VetUK Ltd
- Founded: 2005
- Headquarters: Thirsk, North Yorkshire
- Area served: United Kingdom Europe
- Founder: Iain Booth
- Industry: online retailing
- Employees: 35 (October 2014)
- Website: vetuk.co.uk veterinairefr.fr

= VetUK =

Online retailer

VetUK Ltd is an online retailer of pet care products, including veterinary medicines. The company was founded in 2005; filled its millionth order in 2012, and two millionth in 2014.

VetUK is based in Thirsk, North Yorkshire and has an office in York.

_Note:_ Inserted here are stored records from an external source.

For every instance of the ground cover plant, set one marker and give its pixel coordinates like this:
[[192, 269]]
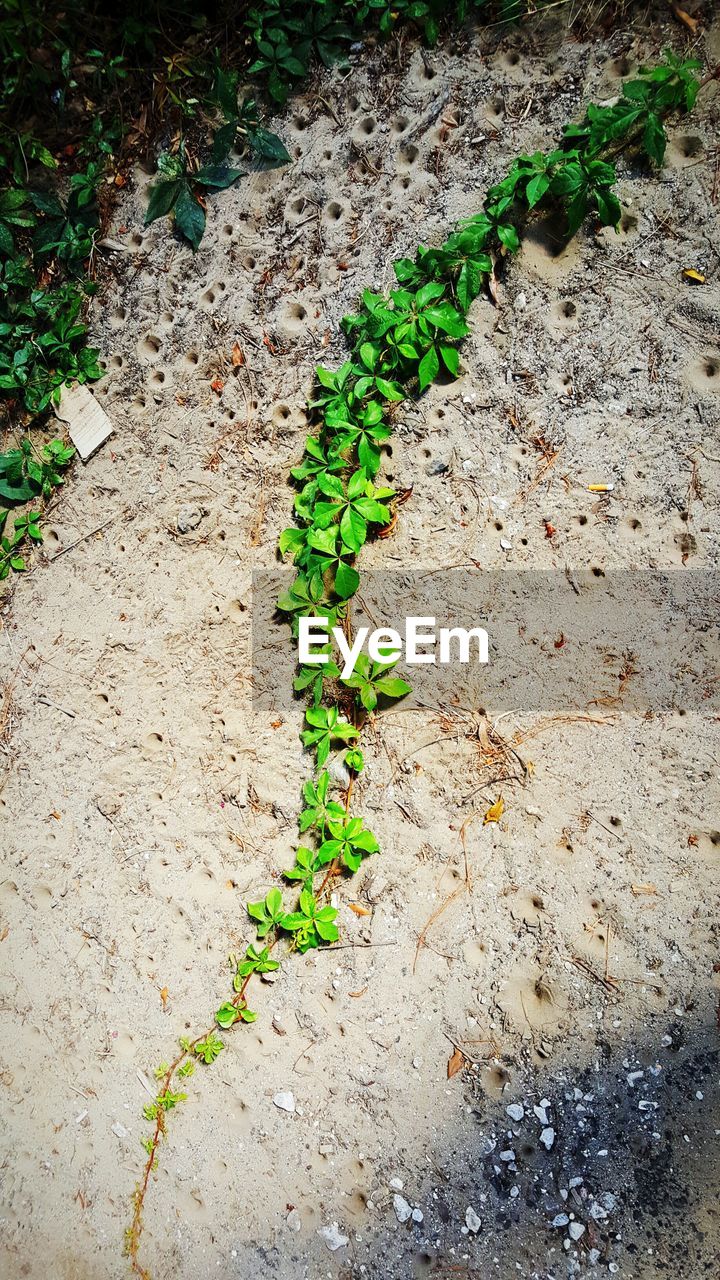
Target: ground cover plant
[[400, 343], [85, 90]]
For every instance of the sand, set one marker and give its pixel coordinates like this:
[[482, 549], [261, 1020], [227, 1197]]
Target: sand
[[146, 798]]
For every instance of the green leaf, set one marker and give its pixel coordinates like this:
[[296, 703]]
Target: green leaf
[[536, 188], [346, 580], [429, 369], [217, 176], [268, 146], [654, 138], [190, 216], [163, 196]]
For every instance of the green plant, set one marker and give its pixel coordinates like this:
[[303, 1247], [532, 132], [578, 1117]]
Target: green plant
[[401, 338], [181, 192], [24, 528], [26, 472], [372, 680]]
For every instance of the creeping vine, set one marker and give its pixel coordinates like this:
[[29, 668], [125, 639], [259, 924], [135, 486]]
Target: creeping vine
[[400, 342]]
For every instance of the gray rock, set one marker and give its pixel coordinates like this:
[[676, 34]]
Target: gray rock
[[472, 1220], [333, 1237], [402, 1210], [188, 519], [285, 1101]]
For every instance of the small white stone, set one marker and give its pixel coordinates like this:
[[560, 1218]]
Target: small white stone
[[285, 1101], [402, 1210], [333, 1237], [472, 1220]]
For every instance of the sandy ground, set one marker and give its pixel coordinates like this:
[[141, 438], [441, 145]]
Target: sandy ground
[[145, 798]]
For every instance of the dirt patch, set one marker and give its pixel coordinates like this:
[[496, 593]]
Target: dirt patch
[[146, 801]]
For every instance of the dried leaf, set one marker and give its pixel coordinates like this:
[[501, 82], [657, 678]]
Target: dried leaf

It turned over £10M in 2010.

As of 2012, VetUK sold 10,000 different products and was growing sales at 30% per year.

Its own brands include Max and Molly, Nutrecare, and PetUK.

==History==
VetUK was established in 2005 by veterinary surgeon Iain Booth and scientist Lyane Haywood to sell over-the-counter veterinary medicines. According to Booth "I had clients telling me there wasn't enough choice and products were too expensive, so I had thought about selling pet medicines over the internet. I tested my idea first selling via eBay, and when I realised people liked it, I launched the site." The company was entirely self-funded, and initially it operated out of Booth's living room.

In August 2012, VetUK bought Kidderminster based Nutrecare.